In a rare occurrence, Amazon, the e-commerce giant, announced closure of its local marketplace in China. This July onwards, the company plans to shift its focus to overseas products rather than local goods. However, other affiliated businesses like Kindle, Amazon Web Services, and cross border operations will continue. As a result, customers logging in to Amazon.cn will see products from the global store only, and no third part sellers.
This comes as a huge setback to the retail market giant. The struggle to compete with established local vendors like Alibaba and JD.com is strikingly clear in this scenario. These local vendors, with a strong understanding of the Chinese market, hold a lion’s share in the e-commerce industry.
Amazon Still Holds Less than 1% Market Share
Since its entry in in the Chinese market in 2004, Amazon started by buying out a local online book vendor. The long journey saw Amazon launch Prime in China in 2016. Even with the promise of free international deliveries, the company holds no more than 1% market share.
Local vendors, in a bid to compete with Amazon, too ramped up their offering, accelerating their own growth.
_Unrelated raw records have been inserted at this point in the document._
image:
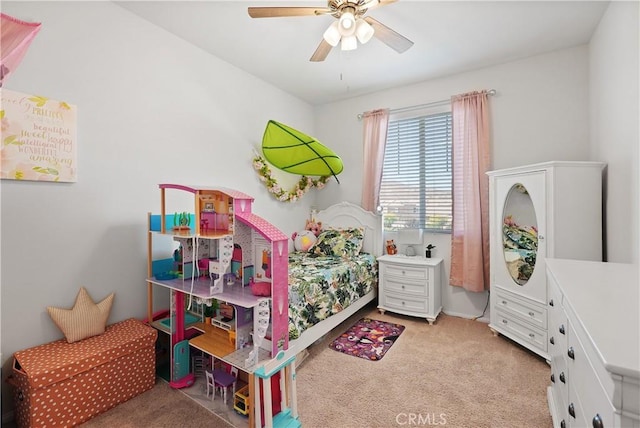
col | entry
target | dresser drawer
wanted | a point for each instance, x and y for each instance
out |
(417, 289)
(405, 303)
(561, 378)
(531, 312)
(593, 398)
(522, 330)
(406, 272)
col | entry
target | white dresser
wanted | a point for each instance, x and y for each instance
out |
(550, 209)
(410, 285)
(594, 344)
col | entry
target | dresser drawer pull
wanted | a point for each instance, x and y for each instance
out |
(597, 421)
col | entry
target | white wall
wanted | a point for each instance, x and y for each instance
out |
(614, 110)
(540, 113)
(151, 109)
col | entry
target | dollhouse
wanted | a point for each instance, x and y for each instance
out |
(222, 247)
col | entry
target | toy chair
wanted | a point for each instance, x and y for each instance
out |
(211, 385)
(234, 373)
(223, 380)
(199, 364)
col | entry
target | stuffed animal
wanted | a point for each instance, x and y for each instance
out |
(314, 226)
(304, 240)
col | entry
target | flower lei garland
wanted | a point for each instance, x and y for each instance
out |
(302, 186)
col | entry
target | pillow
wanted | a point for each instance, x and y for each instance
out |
(304, 240)
(85, 319)
(343, 243)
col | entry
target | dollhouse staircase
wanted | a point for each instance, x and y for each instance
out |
(219, 267)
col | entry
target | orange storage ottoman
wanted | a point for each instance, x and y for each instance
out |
(62, 384)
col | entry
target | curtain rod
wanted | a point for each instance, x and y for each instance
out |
(420, 106)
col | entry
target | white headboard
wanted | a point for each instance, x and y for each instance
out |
(346, 214)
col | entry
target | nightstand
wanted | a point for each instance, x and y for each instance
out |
(410, 285)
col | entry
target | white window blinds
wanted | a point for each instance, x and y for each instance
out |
(416, 178)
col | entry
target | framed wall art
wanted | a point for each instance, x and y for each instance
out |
(38, 139)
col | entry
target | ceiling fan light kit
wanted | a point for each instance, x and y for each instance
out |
(364, 31)
(332, 34)
(349, 29)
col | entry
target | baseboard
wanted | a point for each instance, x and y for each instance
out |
(483, 319)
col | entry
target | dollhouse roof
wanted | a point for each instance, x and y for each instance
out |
(194, 189)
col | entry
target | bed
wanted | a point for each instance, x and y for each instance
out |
(326, 290)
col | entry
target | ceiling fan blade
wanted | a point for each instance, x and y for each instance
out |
(372, 4)
(278, 12)
(321, 52)
(394, 40)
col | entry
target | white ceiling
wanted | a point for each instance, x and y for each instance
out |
(449, 36)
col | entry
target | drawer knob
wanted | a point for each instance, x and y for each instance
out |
(597, 421)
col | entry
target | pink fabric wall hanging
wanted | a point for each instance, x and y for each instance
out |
(15, 38)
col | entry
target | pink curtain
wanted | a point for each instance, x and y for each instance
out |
(15, 38)
(375, 139)
(470, 235)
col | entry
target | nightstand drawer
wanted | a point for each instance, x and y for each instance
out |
(405, 303)
(396, 285)
(411, 273)
(523, 330)
(530, 312)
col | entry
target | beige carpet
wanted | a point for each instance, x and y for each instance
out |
(454, 373)
(160, 407)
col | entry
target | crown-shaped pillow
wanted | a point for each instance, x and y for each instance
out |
(85, 319)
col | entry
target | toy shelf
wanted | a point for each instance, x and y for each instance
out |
(234, 295)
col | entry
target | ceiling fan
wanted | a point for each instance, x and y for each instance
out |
(350, 27)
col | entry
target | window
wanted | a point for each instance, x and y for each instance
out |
(416, 177)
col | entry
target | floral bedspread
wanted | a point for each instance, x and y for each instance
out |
(324, 285)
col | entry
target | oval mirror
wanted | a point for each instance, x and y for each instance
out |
(519, 234)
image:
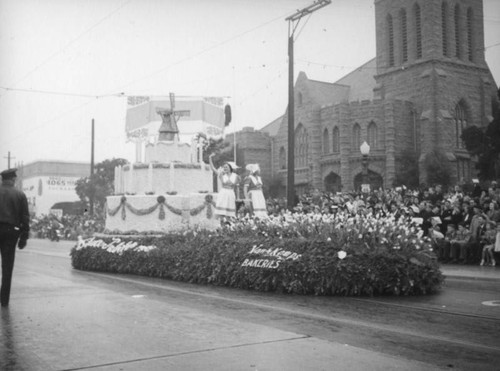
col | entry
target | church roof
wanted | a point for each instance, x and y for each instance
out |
(361, 81)
(327, 93)
(273, 127)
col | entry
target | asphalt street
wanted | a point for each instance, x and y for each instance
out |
(63, 319)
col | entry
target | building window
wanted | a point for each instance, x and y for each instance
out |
(282, 158)
(390, 33)
(404, 36)
(301, 146)
(356, 137)
(326, 142)
(418, 31)
(460, 123)
(458, 53)
(470, 35)
(373, 135)
(336, 140)
(444, 27)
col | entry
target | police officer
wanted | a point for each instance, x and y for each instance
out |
(14, 227)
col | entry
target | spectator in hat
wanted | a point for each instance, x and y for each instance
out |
(460, 245)
(14, 228)
(489, 238)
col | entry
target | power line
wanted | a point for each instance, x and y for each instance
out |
(50, 92)
(200, 52)
(71, 42)
(45, 123)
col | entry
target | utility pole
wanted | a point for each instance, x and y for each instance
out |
(92, 168)
(293, 22)
(8, 159)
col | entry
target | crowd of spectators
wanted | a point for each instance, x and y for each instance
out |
(462, 223)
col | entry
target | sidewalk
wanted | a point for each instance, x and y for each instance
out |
(471, 272)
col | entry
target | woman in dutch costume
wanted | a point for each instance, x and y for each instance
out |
(226, 199)
(253, 191)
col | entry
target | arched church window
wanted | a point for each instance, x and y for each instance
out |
(418, 30)
(373, 135)
(336, 140)
(470, 35)
(301, 146)
(390, 41)
(356, 137)
(404, 35)
(326, 142)
(282, 158)
(444, 27)
(458, 53)
(460, 122)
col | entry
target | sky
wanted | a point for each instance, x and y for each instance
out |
(66, 62)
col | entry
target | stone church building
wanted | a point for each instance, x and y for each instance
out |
(428, 81)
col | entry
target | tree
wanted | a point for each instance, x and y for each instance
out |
(407, 171)
(438, 168)
(100, 184)
(485, 144)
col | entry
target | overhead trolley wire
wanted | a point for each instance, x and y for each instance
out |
(44, 62)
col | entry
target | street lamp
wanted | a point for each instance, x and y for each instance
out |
(293, 22)
(365, 154)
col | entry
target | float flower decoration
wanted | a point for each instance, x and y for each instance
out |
(161, 203)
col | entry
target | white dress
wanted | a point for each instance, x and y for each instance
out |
(256, 196)
(226, 200)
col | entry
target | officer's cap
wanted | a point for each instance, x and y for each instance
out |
(8, 174)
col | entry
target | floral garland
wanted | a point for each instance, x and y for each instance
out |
(208, 204)
(161, 204)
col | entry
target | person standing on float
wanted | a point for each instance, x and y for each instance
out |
(226, 198)
(252, 190)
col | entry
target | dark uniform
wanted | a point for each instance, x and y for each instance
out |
(14, 226)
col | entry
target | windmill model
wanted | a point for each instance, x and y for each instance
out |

Chinese local players are also venturing into Indian markets, allying with Big Basket and Paytm. If Amazon’s decision to bow out of China was in order to focus on India, a similar situation prevails.
Meanwhile, Amazon promises to remain committed to China. They report that the company is simply shifting its strategy to boost cross-border sales. A strong response from the Chinese customers is a stimulus for this change.